Nelson Mandela: friend of the world
We knew this day would come but it is hard to express our feelings. I am relieved that his suffering is over and he can rest in peace. No one would want him to linger on. But he was, as President Jacob Zuma said, ‘Africa’s greatest son.’ And President Barak Obama said, ‘He was one of the most courageous, influential and profoundly good individuals.’ It has been a huge privilege to live under his shadow and under his influence.
Madiba has not been in public this year and we have not heard his comments on our political and moral landscape for some time. But there was always a sense that he was there, a towering figure to look up to, reflect on, and measure ourselves against.
Nelson Mandela lived and breathed reconciliation. He was always bringing people together. He didn’t tell South Africans to find each other; he showed us how. He reached out to his prison guards, the prosecutor who sent him to jail and his political enemies. He reached out to the entire prejudiced, unreconciled, untransformed, white, rugby-loving hordes by his involvement in the Rugby World Cup final in 1995.

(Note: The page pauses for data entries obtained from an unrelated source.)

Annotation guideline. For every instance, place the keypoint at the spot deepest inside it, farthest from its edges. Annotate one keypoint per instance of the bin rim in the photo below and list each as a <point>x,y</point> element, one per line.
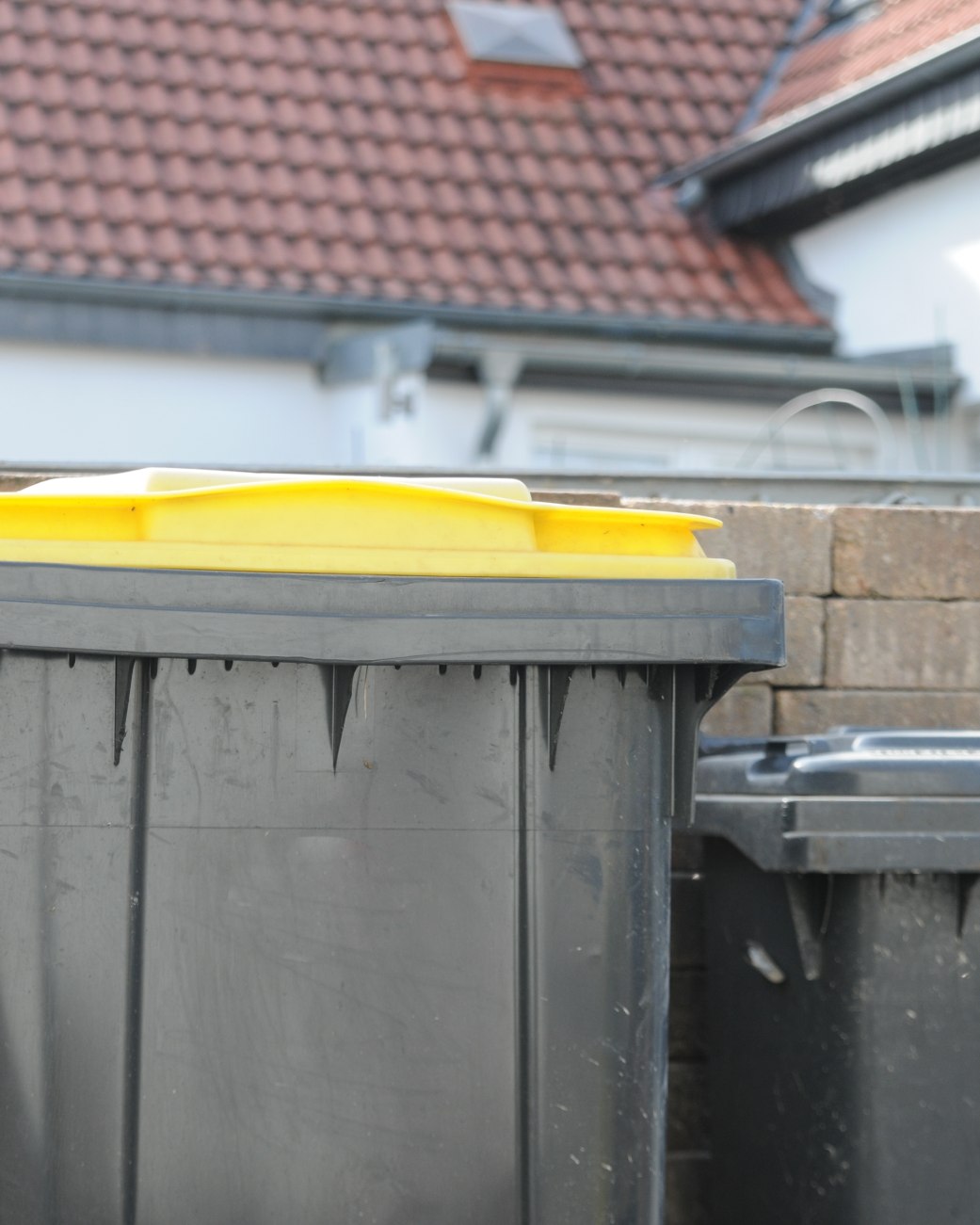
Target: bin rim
<point>391,619</point>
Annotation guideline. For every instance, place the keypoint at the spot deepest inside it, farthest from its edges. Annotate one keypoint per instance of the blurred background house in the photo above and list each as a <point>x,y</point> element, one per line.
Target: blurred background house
<point>577,236</point>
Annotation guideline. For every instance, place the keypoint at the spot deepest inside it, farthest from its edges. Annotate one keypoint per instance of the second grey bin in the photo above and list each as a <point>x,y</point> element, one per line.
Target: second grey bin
<point>843,998</point>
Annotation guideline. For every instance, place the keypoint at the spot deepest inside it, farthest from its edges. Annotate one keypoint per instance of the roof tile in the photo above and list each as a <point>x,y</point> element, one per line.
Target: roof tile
<point>342,149</point>
<point>829,60</point>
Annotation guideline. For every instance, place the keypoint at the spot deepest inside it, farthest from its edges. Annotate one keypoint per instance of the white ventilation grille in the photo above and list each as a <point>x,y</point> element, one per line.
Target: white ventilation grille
<point>505,33</point>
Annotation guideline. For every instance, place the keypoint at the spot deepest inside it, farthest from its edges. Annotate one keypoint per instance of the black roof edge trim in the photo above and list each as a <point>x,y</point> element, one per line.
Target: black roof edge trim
<point>787,133</point>
<point>330,310</point>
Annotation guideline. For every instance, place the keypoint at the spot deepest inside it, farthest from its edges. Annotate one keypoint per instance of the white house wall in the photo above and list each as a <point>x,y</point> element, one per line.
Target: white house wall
<point>906,271</point>
<point>75,406</point>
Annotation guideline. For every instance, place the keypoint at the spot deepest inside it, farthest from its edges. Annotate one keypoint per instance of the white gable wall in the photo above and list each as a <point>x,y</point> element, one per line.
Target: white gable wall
<point>906,271</point>
<point>81,406</point>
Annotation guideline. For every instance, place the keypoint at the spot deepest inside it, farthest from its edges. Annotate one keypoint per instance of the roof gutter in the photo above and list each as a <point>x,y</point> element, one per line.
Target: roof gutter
<point>806,122</point>
<point>309,308</point>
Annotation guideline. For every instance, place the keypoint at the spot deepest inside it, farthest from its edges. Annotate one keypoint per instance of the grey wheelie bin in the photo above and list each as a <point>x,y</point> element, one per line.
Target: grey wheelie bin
<point>334,846</point>
<point>843,948</point>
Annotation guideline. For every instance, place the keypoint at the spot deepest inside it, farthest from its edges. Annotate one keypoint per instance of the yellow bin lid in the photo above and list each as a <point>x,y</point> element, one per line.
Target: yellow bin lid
<point>171,518</point>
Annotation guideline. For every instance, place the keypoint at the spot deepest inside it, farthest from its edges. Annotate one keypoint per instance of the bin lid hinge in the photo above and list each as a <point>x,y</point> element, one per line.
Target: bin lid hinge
<point>338,680</point>
<point>124,667</point>
<point>554,688</point>
<point>810,896</point>
<point>966,890</point>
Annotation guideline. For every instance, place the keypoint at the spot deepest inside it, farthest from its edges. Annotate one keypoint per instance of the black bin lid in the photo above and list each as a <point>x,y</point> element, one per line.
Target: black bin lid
<point>845,761</point>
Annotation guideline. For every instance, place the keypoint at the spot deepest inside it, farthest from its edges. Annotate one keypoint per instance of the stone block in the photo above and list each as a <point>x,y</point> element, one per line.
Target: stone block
<point>744,711</point>
<point>799,712</point>
<point>907,553</point>
<point>903,644</point>
<point>805,619</point>
<point>765,540</point>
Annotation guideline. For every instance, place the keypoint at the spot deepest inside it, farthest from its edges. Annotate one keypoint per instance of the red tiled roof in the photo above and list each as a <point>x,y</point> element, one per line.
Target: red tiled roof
<point>898,31</point>
<point>341,149</point>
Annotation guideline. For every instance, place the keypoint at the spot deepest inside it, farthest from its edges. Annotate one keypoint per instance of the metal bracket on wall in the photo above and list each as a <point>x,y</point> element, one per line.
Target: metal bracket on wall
<point>499,369</point>
<point>124,668</point>
<point>338,680</point>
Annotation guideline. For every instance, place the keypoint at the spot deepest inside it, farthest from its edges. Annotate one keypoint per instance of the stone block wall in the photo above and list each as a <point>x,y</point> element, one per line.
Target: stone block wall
<point>882,614</point>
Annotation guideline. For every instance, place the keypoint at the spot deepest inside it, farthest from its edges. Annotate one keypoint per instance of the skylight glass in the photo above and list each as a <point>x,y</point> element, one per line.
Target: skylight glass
<point>505,33</point>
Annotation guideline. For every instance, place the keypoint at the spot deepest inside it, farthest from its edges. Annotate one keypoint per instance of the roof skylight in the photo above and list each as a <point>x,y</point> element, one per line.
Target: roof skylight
<point>505,33</point>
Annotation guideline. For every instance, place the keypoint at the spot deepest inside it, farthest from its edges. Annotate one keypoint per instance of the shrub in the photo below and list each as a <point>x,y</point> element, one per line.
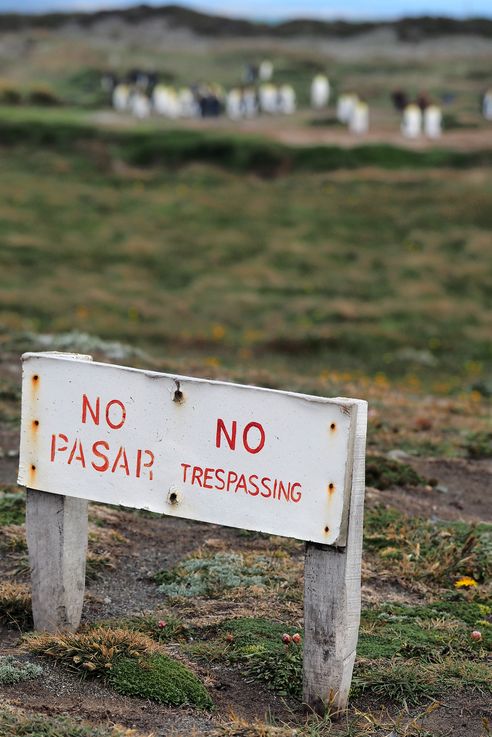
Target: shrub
<point>160,679</point>
<point>14,671</point>
<point>15,605</point>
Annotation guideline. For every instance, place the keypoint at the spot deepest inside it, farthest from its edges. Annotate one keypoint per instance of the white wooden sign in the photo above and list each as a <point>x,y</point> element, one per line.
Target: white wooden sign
<point>233,455</point>
<point>277,462</point>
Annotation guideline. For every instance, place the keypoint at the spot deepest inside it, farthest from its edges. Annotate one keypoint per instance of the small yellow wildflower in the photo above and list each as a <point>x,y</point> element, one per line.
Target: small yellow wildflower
<point>465,582</point>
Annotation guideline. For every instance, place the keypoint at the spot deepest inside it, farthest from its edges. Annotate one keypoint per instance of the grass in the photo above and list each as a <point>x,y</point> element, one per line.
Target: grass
<point>62,130</point>
<point>15,671</point>
<point>406,654</point>
<point>285,241</point>
<point>129,661</point>
<point>257,646</point>
<point>417,551</point>
<point>159,679</point>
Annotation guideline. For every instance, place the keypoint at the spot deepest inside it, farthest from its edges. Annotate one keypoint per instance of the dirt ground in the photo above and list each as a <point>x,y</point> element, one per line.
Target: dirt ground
<point>298,130</point>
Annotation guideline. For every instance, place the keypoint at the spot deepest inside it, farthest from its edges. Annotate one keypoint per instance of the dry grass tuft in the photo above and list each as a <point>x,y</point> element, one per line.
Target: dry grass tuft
<point>94,651</point>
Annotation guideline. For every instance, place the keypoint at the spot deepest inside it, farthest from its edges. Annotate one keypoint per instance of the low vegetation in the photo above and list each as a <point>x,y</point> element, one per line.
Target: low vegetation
<point>418,552</point>
<point>15,671</point>
<point>130,662</point>
<point>161,679</point>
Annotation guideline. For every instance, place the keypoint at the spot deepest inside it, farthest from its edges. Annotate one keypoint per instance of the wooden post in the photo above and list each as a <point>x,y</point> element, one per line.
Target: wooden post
<point>57,542</point>
<point>57,534</point>
<point>332,599</point>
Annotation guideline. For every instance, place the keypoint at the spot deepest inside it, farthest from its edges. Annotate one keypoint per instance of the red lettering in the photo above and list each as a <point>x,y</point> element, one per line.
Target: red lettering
<point>60,449</point>
<point>219,475</point>
<point>265,486</point>
<point>282,491</point>
<point>95,450</point>
<point>86,406</point>
<point>79,456</point>
<point>121,461</point>
<point>246,444</point>
<point>221,428</point>
<point>185,467</point>
<point>145,465</point>
<point>241,484</point>
<point>115,426</point>
<point>196,475</point>
<point>207,477</point>
<point>298,494</point>
<point>254,485</point>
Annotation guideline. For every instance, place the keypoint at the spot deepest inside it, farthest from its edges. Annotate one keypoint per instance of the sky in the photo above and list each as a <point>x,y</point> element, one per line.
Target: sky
<point>280,9</point>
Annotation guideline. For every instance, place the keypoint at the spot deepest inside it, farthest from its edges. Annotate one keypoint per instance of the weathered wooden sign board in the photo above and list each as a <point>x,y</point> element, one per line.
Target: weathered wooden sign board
<point>277,462</point>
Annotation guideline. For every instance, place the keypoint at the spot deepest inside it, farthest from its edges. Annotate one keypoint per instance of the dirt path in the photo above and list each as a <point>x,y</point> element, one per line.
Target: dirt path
<point>305,129</point>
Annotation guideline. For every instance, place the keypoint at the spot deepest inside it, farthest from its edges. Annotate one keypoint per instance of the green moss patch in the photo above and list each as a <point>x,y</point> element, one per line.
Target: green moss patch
<point>256,646</point>
<point>429,632</point>
<point>436,553</point>
<point>407,653</point>
<point>160,679</point>
<point>15,671</point>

A New York Times headline today reads, ‘Mandela Taught a Continent to Forgive’. Indeed. He didn’t ask if those he was forgiving deserved it. He didn’t ask them to change first. He didn’t say, ‘When you have signed the Freedom Charter and agreed to my ten-point plan, we will talk forgiveness and reconciliation.’ He forgave. And he said, in effect, ‘We’re starting a journey that will transform our land. We want you to join us. We need your input; the future belongs to all of us together.’
Madiba never lost his unerring ability to touch ordinary people’s lives and help us see other people differently. It is something most of us do not do very well. We are into issues, statements and calls to action, and we expect others to see things as we do. After all, we have right on our side, and we hold the moral high ground.
What Madiba understood is that being right and holding the moral high ground are not enough. You have to persuade others, you have to sell your ideas, and you have to bring others on board. Ideas do not stand on their own; they need people to believe in them, champion them and live them out.
In business we make the terrible mistake of thinking that our weekend spent visioning our future, declaring our values and preparing our magnificent mission statement is enough. On Monday morning staff are informed, the brilliantly crafted statements are on the walls and new stationery has been prepared. But knowledge and information is never enough. It takes people, people with fire in their bellies, to change a nation, a community, an organisation.
Nothing was ever achieved simply because people knew about it. Great things have happened throughout history because someone has felt passionately about something. Whether the abolition of slavery, the destruction of Hitler, the struggle against apartheid or simply the potholes in our roads, people have had their emotions stirred and they have been driven to action.
You have an idea? You have a vision for your organisation? You have a dream for your family? Share that dream; invite others to join you. Some will ignore you, even deride you, but you will begin to build a community around you who will share your passion and will support you in ways you couldn’t imagine.
Madiba we salute you. Thank you for sharing your vision, inviting us to join you and inspiring our journey.